Ana içeriğe atla

Paul Newman'ın Eski Mesleği

Her filminde birbirine benzeyen tipler yaratmaktan usandığını belirten aktör, bundan sonra değişik kompozisyonlar yaratmaya çalışacak, başarıya ulaşamazsa, eski mesleği olan kuru temizleyiciliğe bile dönmekten çekinmeyecekmiş.

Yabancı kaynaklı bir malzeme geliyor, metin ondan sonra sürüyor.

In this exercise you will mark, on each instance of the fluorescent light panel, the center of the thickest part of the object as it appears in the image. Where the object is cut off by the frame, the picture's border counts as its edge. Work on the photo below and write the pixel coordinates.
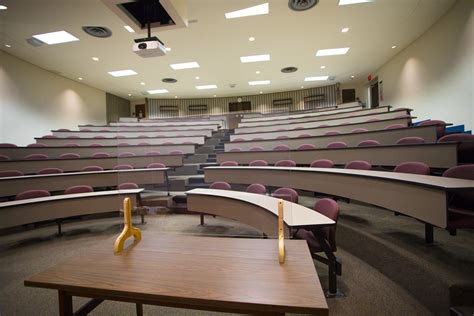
(157, 91)
(206, 87)
(259, 82)
(254, 58)
(332, 51)
(189, 65)
(122, 73)
(316, 78)
(56, 37)
(251, 11)
(346, 2)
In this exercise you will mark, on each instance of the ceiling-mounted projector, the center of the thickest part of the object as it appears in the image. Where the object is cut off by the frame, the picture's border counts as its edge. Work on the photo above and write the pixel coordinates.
(149, 47)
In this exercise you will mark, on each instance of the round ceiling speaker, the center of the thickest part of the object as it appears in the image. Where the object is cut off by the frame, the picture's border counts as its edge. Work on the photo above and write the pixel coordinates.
(302, 5)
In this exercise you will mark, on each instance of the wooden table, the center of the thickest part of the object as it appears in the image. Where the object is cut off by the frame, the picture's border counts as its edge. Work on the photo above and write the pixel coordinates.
(204, 273)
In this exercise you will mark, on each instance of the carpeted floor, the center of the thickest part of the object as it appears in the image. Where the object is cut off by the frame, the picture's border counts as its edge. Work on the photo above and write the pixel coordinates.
(368, 289)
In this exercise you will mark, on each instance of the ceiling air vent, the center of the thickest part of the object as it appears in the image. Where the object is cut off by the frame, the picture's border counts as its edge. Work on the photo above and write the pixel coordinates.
(97, 31)
(302, 5)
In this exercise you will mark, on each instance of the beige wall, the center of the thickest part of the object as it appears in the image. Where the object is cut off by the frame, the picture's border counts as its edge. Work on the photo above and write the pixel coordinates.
(434, 74)
(33, 101)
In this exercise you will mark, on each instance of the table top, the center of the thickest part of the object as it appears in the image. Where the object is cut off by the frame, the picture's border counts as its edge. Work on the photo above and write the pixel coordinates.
(294, 214)
(194, 272)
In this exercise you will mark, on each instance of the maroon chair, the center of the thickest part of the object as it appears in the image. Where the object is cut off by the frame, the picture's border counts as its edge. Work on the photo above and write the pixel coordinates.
(306, 147)
(258, 163)
(36, 157)
(92, 168)
(358, 165)
(414, 167)
(123, 167)
(78, 189)
(100, 155)
(368, 143)
(336, 145)
(281, 148)
(287, 194)
(410, 140)
(126, 154)
(50, 171)
(219, 185)
(256, 188)
(156, 165)
(322, 163)
(11, 173)
(70, 156)
(285, 163)
(229, 163)
(461, 204)
(32, 194)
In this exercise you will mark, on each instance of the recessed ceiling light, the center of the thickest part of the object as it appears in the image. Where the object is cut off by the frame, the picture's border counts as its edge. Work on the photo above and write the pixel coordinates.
(332, 51)
(122, 73)
(259, 82)
(157, 91)
(254, 58)
(206, 87)
(346, 2)
(188, 65)
(56, 37)
(251, 11)
(316, 78)
(128, 28)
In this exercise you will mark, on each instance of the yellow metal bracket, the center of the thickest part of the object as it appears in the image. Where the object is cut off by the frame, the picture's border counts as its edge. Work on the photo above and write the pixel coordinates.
(128, 230)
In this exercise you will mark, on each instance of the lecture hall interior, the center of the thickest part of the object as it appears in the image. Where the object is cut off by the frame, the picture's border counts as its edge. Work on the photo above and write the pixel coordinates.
(245, 157)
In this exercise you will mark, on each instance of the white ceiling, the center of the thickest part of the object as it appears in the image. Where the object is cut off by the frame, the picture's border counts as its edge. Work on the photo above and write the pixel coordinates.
(291, 38)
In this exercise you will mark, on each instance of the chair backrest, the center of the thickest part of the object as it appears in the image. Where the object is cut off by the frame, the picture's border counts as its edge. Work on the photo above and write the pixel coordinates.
(286, 194)
(10, 173)
(78, 189)
(70, 156)
(36, 157)
(123, 167)
(358, 165)
(328, 208)
(281, 148)
(411, 140)
(50, 171)
(156, 165)
(258, 163)
(92, 168)
(220, 185)
(32, 194)
(414, 167)
(100, 155)
(128, 186)
(285, 163)
(256, 188)
(229, 163)
(368, 143)
(336, 145)
(322, 163)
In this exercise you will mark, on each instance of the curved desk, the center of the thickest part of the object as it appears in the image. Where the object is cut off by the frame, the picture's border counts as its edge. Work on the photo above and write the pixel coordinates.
(435, 155)
(422, 197)
(10, 186)
(385, 137)
(70, 165)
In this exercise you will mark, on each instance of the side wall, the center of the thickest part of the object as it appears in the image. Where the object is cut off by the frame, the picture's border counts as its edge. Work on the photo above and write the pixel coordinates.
(33, 101)
(434, 74)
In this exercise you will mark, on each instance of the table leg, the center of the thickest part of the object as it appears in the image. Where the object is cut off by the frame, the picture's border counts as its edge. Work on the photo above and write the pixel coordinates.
(65, 303)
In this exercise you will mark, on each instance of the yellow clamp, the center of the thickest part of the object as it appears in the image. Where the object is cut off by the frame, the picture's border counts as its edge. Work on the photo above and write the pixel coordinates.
(128, 229)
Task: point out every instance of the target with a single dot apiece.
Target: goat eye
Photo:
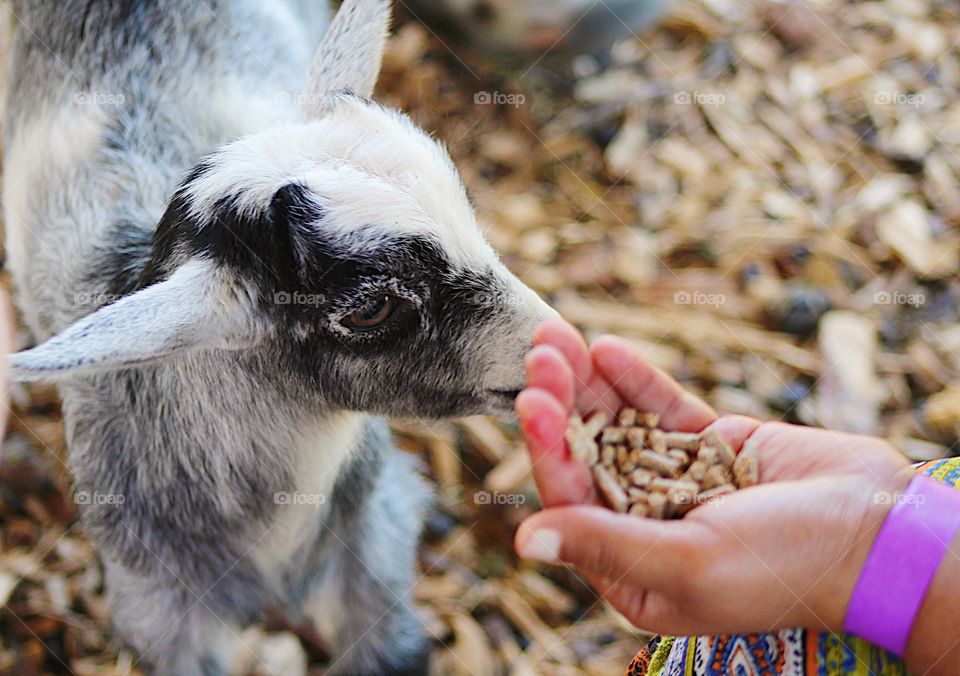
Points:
(373, 313)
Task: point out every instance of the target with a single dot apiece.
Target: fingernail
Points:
(542, 545)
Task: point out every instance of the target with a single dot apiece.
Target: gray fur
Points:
(200, 410)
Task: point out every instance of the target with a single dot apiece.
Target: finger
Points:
(641, 552)
(548, 369)
(647, 387)
(561, 480)
(734, 429)
(568, 341)
(598, 395)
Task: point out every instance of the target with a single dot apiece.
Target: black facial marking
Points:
(421, 360)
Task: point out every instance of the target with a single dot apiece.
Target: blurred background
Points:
(764, 196)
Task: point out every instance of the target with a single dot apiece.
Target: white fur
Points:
(350, 56)
(366, 164)
(191, 309)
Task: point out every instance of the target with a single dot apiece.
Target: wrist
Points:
(870, 505)
(900, 568)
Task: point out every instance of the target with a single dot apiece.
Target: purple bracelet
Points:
(899, 569)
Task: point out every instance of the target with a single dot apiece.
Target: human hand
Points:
(783, 553)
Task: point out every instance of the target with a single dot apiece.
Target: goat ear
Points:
(186, 311)
(349, 56)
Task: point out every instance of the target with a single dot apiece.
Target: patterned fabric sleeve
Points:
(795, 652)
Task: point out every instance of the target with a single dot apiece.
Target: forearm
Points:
(934, 645)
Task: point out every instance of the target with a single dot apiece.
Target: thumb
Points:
(620, 547)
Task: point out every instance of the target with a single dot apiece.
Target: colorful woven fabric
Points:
(795, 652)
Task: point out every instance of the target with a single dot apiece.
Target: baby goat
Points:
(219, 353)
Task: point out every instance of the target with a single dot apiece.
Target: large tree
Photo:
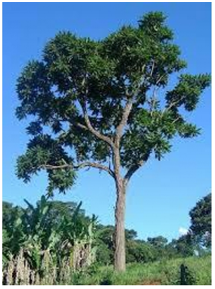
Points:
(97, 104)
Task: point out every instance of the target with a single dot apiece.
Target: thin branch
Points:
(124, 120)
(132, 170)
(92, 129)
(78, 166)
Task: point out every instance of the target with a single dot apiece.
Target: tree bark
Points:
(119, 257)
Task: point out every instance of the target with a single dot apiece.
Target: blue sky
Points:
(161, 194)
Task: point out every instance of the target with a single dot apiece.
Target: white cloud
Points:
(183, 231)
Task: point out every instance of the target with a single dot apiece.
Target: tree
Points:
(95, 104)
(158, 242)
(201, 221)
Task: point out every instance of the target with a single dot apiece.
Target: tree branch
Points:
(79, 166)
(91, 128)
(123, 121)
(132, 170)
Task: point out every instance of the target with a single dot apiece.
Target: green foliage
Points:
(186, 277)
(47, 237)
(201, 221)
(156, 273)
(101, 76)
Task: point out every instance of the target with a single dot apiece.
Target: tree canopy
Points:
(87, 98)
(201, 221)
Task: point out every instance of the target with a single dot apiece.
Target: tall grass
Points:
(157, 273)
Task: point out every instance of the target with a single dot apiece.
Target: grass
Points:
(157, 273)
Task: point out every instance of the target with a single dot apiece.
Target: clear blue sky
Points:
(162, 193)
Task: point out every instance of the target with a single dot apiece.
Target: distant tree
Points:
(183, 246)
(201, 221)
(140, 252)
(96, 104)
(158, 242)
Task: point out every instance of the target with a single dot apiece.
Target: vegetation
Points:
(97, 104)
(56, 243)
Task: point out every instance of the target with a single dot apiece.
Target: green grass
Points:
(164, 273)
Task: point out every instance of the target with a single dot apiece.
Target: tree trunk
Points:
(119, 257)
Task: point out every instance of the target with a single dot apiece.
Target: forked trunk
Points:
(119, 257)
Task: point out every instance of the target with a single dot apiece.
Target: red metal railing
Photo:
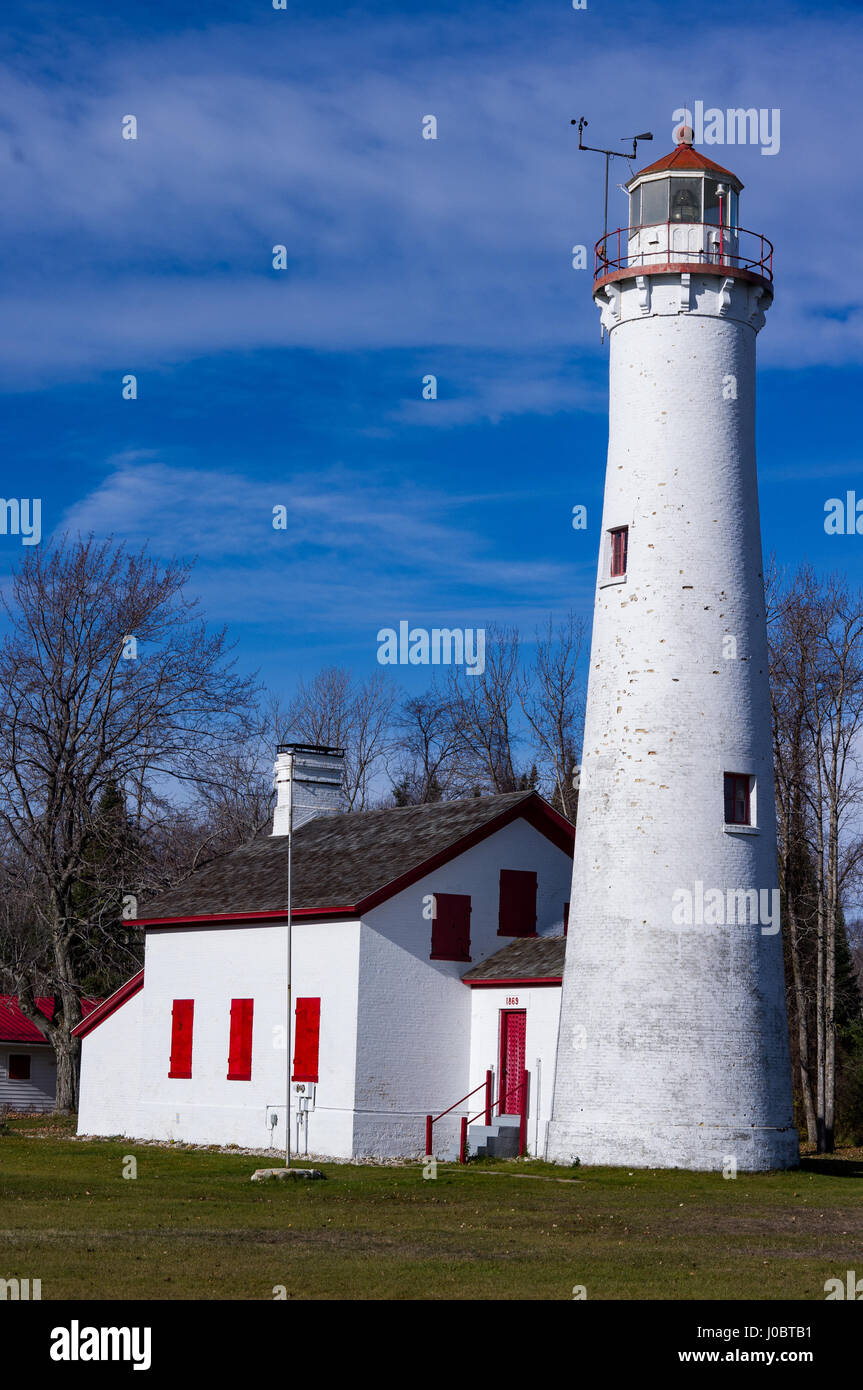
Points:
(487, 1111)
(432, 1121)
(753, 253)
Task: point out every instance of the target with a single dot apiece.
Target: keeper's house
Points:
(427, 951)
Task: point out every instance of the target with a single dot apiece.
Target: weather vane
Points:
(609, 154)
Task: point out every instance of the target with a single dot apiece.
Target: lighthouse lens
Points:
(634, 211)
(655, 202)
(685, 200)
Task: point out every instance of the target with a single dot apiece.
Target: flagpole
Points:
(289, 925)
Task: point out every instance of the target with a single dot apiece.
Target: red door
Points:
(513, 1027)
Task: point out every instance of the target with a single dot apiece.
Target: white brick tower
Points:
(673, 1044)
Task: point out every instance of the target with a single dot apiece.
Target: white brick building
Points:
(393, 915)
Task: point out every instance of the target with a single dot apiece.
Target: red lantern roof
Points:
(685, 157)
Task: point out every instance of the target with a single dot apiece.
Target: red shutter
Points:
(182, 1019)
(306, 1040)
(517, 911)
(239, 1052)
(452, 927)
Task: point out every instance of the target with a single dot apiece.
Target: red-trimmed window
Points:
(620, 544)
(182, 1019)
(517, 909)
(452, 927)
(239, 1047)
(738, 801)
(306, 1040)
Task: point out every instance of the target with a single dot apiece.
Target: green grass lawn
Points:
(192, 1226)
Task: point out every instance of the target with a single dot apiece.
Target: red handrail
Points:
(487, 1109)
(431, 1122)
(760, 260)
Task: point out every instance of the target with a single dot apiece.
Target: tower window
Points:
(620, 544)
(738, 799)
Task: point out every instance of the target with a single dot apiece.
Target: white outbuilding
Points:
(427, 955)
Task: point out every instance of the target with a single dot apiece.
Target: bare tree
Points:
(817, 702)
(482, 712)
(109, 679)
(425, 751)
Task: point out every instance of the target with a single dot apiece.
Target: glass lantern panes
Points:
(712, 203)
(655, 202)
(685, 200)
(634, 210)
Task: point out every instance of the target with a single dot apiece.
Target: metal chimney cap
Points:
(309, 748)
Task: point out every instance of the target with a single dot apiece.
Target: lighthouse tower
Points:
(673, 1045)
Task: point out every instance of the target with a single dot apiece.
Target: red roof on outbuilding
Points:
(14, 1027)
(685, 157)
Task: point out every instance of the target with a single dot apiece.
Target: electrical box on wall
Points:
(305, 1094)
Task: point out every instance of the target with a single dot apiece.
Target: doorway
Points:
(513, 1032)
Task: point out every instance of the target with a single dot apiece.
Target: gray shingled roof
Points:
(534, 958)
(338, 861)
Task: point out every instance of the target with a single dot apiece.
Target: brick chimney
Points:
(313, 774)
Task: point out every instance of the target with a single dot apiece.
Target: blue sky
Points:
(406, 257)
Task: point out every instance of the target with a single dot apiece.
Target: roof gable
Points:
(530, 961)
(15, 1027)
(346, 865)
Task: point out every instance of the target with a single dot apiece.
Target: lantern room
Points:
(684, 207)
(684, 211)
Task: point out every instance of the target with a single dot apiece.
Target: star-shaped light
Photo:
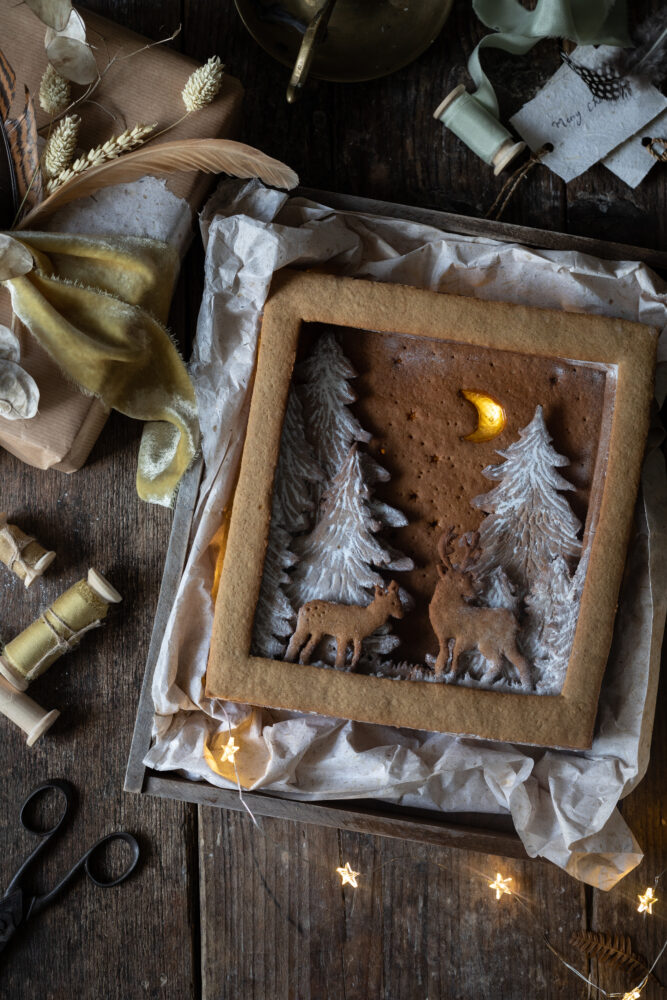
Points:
(229, 750)
(647, 901)
(347, 876)
(500, 885)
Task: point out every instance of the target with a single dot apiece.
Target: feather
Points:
(22, 136)
(7, 86)
(649, 57)
(7, 91)
(208, 155)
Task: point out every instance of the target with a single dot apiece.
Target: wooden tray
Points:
(489, 834)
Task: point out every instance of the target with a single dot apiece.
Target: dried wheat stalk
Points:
(54, 91)
(60, 146)
(110, 150)
(203, 85)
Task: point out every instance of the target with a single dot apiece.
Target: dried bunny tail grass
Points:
(114, 147)
(54, 91)
(60, 146)
(203, 84)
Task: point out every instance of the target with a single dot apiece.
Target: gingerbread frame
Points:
(564, 720)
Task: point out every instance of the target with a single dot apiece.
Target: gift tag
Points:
(631, 161)
(585, 115)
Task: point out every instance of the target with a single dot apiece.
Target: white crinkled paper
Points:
(563, 804)
(19, 395)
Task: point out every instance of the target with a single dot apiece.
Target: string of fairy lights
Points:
(501, 886)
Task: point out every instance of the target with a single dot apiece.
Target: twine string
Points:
(63, 643)
(513, 181)
(236, 775)
(16, 547)
(651, 144)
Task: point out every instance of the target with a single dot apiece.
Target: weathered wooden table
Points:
(217, 909)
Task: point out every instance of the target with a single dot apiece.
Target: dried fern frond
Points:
(211, 156)
(60, 146)
(110, 150)
(203, 85)
(54, 91)
(611, 949)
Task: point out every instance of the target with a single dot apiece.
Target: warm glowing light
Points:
(347, 876)
(229, 750)
(500, 885)
(647, 902)
(491, 417)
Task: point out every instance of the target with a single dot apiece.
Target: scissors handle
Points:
(15, 896)
(45, 835)
(84, 863)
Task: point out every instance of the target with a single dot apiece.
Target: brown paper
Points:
(145, 88)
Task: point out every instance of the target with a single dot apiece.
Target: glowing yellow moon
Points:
(491, 417)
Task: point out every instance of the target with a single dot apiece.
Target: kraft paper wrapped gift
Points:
(145, 88)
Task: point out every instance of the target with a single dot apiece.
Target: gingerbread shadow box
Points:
(430, 524)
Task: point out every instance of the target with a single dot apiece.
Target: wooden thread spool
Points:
(22, 553)
(24, 712)
(473, 124)
(57, 630)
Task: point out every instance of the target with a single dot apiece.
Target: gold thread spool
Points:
(57, 630)
(24, 712)
(463, 115)
(22, 553)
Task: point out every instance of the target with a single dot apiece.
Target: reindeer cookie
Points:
(347, 623)
(490, 630)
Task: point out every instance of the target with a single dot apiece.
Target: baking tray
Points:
(488, 834)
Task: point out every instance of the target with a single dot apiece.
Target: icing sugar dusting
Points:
(336, 559)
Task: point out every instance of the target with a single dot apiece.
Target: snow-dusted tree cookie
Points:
(325, 392)
(274, 615)
(529, 523)
(339, 558)
(530, 533)
(297, 473)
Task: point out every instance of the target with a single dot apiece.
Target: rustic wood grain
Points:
(422, 923)
(274, 919)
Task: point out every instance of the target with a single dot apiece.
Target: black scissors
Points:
(17, 906)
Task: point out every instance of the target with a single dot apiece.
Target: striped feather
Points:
(7, 91)
(7, 86)
(22, 136)
(208, 155)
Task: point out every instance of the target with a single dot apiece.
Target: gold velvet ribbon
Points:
(97, 305)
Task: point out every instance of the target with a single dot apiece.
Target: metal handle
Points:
(313, 36)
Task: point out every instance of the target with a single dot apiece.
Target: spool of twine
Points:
(22, 553)
(24, 712)
(463, 115)
(59, 629)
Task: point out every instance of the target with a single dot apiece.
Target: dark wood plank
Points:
(274, 918)
(98, 943)
(616, 912)
(423, 921)
(94, 942)
(274, 922)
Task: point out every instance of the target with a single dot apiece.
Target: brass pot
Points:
(343, 40)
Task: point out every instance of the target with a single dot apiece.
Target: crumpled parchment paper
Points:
(563, 804)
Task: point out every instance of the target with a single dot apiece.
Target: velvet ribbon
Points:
(97, 305)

Küçük gaz sobası, yüksek tavanlı odayı bir türlü ısıtamamıştı. Soğuktan yüzleri morarmış pejmürde kılıklı birkaç kişi sobanın başına geçmişler, titreşiyorlardı. İçlerinden bir tanesi yüzünü yarıya kadar örten kirden rengi kaçmış atkıyı düzelttikten sonra ellerini yırtık panto tonunun cebine sokup konuşanları dinlemeye koyuldu. Küçük, fakat zeki bakışlı mavi gözlerinde kederli ve endişeli bir ifade vardı. Çok üşümesine rağmen sobanın başında uzun zaman kalamadı Soğuk odada ağır adımlarla dolaşmaya koyuldu. O esnada kapı açılmış, «Lady L» filminde oynayan aktörlerle röportaj yapmak isteyen bir gazeteciyle fotoğrafçı içeri girmişlerdi. Filmin dış sahneleri çekilirken, aktörler de yakındaki kahveye sığınmışlardı. Mavi gözlü dalgın bakışlı adam, gazetecileri görünce hemen yolunu değiştirip yanlarına yaklaştı ve sual sormalarına meydan bırakmadan onlarla konuşmaya başladı.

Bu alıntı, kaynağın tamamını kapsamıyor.